I don't think that 150ms ever makes sense in a regression test, unless we retry when the timeout passes. It is a very short period of time, a test can legitimately stall for seconds.
(In reply to comment #5) > I don't think that 150ms ever makes sense in a regression test, unless we > retry when the timeout passes. It is a very short period of time, a test can > legitimately stall for seconds. I don't know if you can do that with testharness, at least automatically. The only solution I can think of is splitting all tests in single files and letting the webkit test runner handle the timeouts, but we are speaking of files with a lot of test, more than 20.
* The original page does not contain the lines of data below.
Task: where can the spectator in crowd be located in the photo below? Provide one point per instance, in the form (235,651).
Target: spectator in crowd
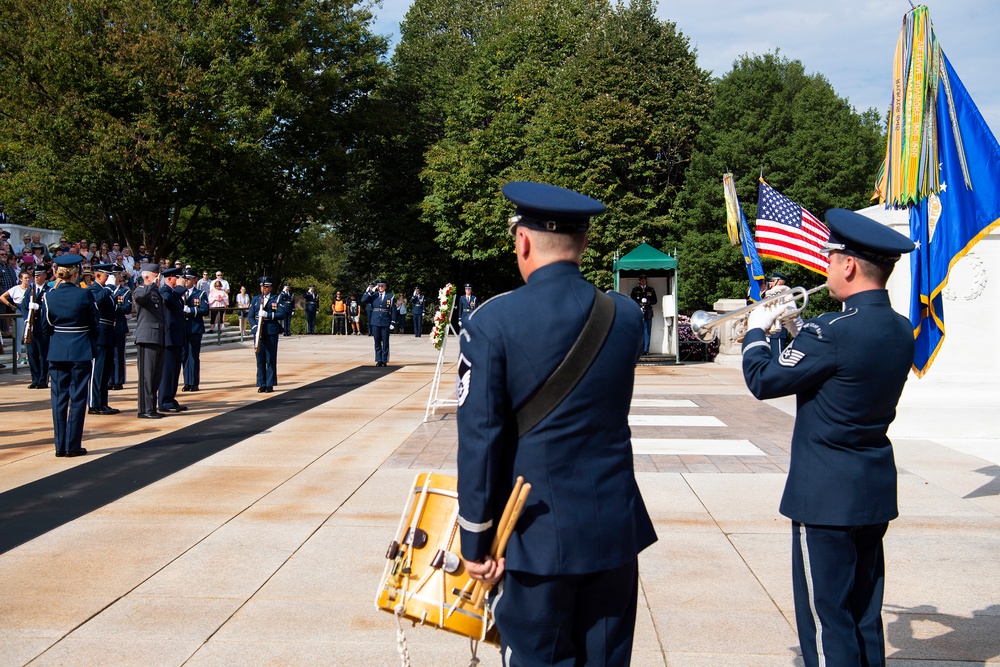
(243,303)
(12,300)
(339,310)
(218,301)
(354,313)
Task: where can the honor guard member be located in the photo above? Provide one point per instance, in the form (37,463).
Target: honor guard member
(123,308)
(379,320)
(266,312)
(311,307)
(645,296)
(417,308)
(104,344)
(33,311)
(71,321)
(150,334)
(175,330)
(569,593)
(195,309)
(287,300)
(466,304)
(847,371)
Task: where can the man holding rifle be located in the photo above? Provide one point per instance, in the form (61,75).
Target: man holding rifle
(570,577)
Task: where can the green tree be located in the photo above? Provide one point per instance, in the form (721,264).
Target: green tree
(212,130)
(768,117)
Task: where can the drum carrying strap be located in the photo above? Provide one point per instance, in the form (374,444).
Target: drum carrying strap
(572,369)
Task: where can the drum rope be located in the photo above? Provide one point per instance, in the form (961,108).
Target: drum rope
(404,653)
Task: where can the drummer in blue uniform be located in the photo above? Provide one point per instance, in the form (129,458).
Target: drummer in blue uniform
(847,370)
(266,313)
(195,310)
(379,320)
(570,577)
(71,322)
(123,308)
(104,344)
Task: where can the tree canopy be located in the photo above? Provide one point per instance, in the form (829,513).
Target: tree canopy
(769,117)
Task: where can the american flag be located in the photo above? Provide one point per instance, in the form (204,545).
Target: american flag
(788,232)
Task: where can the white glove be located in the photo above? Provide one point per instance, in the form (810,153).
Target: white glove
(762,317)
(In reply to comment #6) > (In reply to comment #5) > > I don't think that 150ms ever makes sense in a regression test, unless we > > retry when the timeout passes. It is a very short period of time, a test can > > legitimately stall for seconds. > > I don't know if you can do that with testharness, at least automatically. > The only solution I can think of is splitting all tests in single files and > letting the webkit test runner handle the timeouts, but we are speaking of > files with a lot of test, more than 20. There are 2 timeouts: WK test runner and test harness. We want test harness ones to be short enough so that test runner timeout is not hit. We could set the test harness timeout per file depending on the number of timeouting tests in the file. The less timeouting tests in a file, the longer the test harness timeout value.
Comment on attachment 250787 [details] Patch View in context: https://bugs.webkit.org/attachment.cgi?id=250787&action=review > LayoutTests/ChangeLog:23 > + * resources/testharnessreport.js: Added default property variables > + for tests including a timeout of 150ms. If any timeout is short (shorter than, say, 5 seconds), then tests will be flaky. That's not OK. Please find a way to test without introducing flakiness. This may mean finding a different way to structure the tests.
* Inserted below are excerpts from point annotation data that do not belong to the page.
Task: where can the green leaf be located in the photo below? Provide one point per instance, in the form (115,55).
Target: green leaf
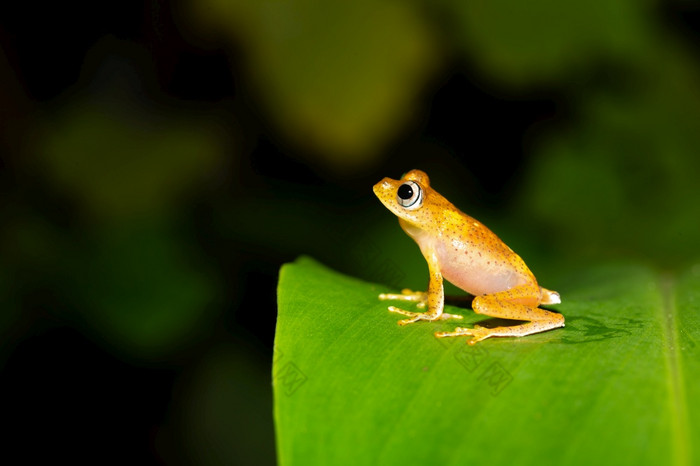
(615,386)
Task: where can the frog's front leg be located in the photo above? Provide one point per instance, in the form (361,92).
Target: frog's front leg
(519,303)
(435,298)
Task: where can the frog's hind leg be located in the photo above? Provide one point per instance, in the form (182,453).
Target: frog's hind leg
(418,297)
(517,304)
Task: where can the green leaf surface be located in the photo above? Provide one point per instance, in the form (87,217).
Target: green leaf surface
(617,385)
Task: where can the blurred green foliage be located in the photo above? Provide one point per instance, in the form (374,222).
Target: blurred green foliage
(338,78)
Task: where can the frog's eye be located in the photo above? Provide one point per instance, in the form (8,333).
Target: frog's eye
(409,195)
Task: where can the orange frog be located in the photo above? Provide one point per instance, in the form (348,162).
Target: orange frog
(465,252)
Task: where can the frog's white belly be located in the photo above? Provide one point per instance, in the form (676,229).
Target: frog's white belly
(476,272)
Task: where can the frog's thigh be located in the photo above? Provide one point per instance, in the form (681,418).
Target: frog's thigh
(507,305)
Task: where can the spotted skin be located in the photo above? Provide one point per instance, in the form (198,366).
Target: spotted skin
(462,250)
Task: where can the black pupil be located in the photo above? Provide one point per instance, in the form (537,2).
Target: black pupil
(405,192)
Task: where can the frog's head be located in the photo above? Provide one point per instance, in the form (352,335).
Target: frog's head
(406,196)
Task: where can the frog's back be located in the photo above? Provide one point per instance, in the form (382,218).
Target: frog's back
(477,261)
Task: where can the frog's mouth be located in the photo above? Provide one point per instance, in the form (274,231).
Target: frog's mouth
(385,191)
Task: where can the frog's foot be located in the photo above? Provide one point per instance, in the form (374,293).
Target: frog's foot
(482,333)
(407,295)
(416,316)
(479,333)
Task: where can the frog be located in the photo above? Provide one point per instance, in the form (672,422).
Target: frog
(463,251)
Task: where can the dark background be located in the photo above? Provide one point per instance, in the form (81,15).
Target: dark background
(160,161)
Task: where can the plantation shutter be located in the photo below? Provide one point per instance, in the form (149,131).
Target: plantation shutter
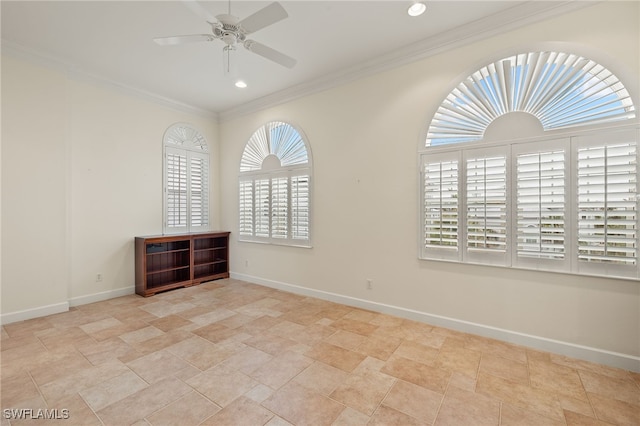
(608,204)
(300,207)
(486,206)
(279,207)
(262,208)
(441,206)
(541,205)
(246,208)
(176,190)
(199,191)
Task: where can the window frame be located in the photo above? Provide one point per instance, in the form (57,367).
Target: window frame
(184,140)
(261,149)
(571,139)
For the moment, we could just comment out the failing tests. We would umcomment them as we add features. And no more need to set specific timeouts.
(In reply to comment #8) > Comment on attachment 250787 [details] > Patch > > View in context: > https://bugs.webkit.org/attachment.cgi?id=250787&action=review > > > LayoutTests/ChangeLog:23 > > + * resources/testharnessreport.js: Added default property variables > > + for tests including a timeout of 150ms. > > If any timeout is short (shorter than, say, 5 seconds), then tests will be > flaky. That's not OK. > > Please find a way to test without introducing flakiness. This may mean > finding a different way to structure the tests. I understand that it is not ok. The issue here is that we have a bunch of tests coming from the spec. Tests related to the same matter are placed in the same file. What we did was translating all those tests from tape to testharness (quick and painless) but we kept the files mapping so that they are easier to maintain. The key here is that a file can contain several tests so as Youenn said we have two timeouts, testharness and WebKitTestRunner. We can do several things here: 1. Remove (or comment out) the failing tests from the files. This is hard to maintain because for every patch we want to submit we would need to readd or uncomment the harness tests to see if they pass. 2. Create a 1-1 relation between harness tests and webkit tests. This would be hell to maintain because we would need to use either random filenames or name the files after the test description, which is a plain string. Every time a test is changed in the spec we would need to rename our test and that leads to tracing problems, etc. 3. Remove all timeouts. This causes testharness timeouts to trigger webkit timeouts, which renders useless the finegraining of the testharness tests as we don't have output. Both things reduce flakyness, but have severe issues that make our lifes much more complicated. Another solution that introduces some flakyness (that is under control right now) is keeping things as we have them now, but setting that timeout for the testharness tests (we won't touch webkit's).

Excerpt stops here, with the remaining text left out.